Circe doesn't scare me, even standing in the middle of my apartment. I know that she has no plans to turn me into anything, and she admires my jewelry as I show her piece after piece: the snake bracelets with glittering eyes, the good blue brooch that was my grandmother's, the necklace with red stones that makes my neck as heavy as a queen's. I fill her arms with scarves and hope she'll admire them too, enough to trade me the sea-colored mantle around her shoulders that I know she wove herself.

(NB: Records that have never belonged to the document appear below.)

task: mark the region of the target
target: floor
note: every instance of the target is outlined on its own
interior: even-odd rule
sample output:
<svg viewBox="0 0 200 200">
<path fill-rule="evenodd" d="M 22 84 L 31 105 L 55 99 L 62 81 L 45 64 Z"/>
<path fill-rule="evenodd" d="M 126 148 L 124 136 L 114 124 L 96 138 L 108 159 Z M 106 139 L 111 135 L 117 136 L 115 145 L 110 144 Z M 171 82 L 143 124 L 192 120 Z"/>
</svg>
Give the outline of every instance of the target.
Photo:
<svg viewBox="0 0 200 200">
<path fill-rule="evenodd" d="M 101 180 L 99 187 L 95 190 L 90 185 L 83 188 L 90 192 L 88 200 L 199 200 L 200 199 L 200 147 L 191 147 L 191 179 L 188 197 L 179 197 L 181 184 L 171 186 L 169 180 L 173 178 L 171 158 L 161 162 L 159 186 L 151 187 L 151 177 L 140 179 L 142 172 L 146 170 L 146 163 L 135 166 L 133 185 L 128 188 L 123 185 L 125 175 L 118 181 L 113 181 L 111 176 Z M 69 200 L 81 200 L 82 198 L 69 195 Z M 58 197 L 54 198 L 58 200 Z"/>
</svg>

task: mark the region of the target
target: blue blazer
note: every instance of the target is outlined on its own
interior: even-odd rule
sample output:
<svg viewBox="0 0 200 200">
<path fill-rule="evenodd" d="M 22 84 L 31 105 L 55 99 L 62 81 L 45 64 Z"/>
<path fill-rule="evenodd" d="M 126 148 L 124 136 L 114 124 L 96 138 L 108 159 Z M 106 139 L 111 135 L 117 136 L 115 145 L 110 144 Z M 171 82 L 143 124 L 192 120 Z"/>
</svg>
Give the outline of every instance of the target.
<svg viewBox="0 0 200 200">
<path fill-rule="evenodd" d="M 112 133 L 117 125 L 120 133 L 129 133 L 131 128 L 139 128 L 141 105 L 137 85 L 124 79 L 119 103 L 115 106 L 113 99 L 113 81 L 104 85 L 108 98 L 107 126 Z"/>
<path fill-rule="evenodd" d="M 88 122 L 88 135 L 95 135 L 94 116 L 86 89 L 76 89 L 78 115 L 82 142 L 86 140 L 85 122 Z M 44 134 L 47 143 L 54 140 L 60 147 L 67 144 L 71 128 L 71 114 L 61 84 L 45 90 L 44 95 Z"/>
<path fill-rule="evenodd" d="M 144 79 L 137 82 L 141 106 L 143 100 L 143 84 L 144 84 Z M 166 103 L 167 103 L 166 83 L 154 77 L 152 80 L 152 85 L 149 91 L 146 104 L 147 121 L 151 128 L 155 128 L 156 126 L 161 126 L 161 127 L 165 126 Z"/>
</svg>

This isn't the first conversation I've had with her, have invoked her at least once in each of the past four decades, would phone her every night if I could, give her updates on developments and visits, the who, what, where. If I could borrow a fraction of her power, slip it on like the cheap rings I buy for myself, I'd know how much to use and for what. After she's gone, vanishing while my back is turned, I imagine the sea lapping at my windows. I put on every piece of green jewelry I own, still trying to tell her just one thing I lost when he left and can name nothing. My poems all reach the same conclusion, the one definitive spell I'm able to cast on my own.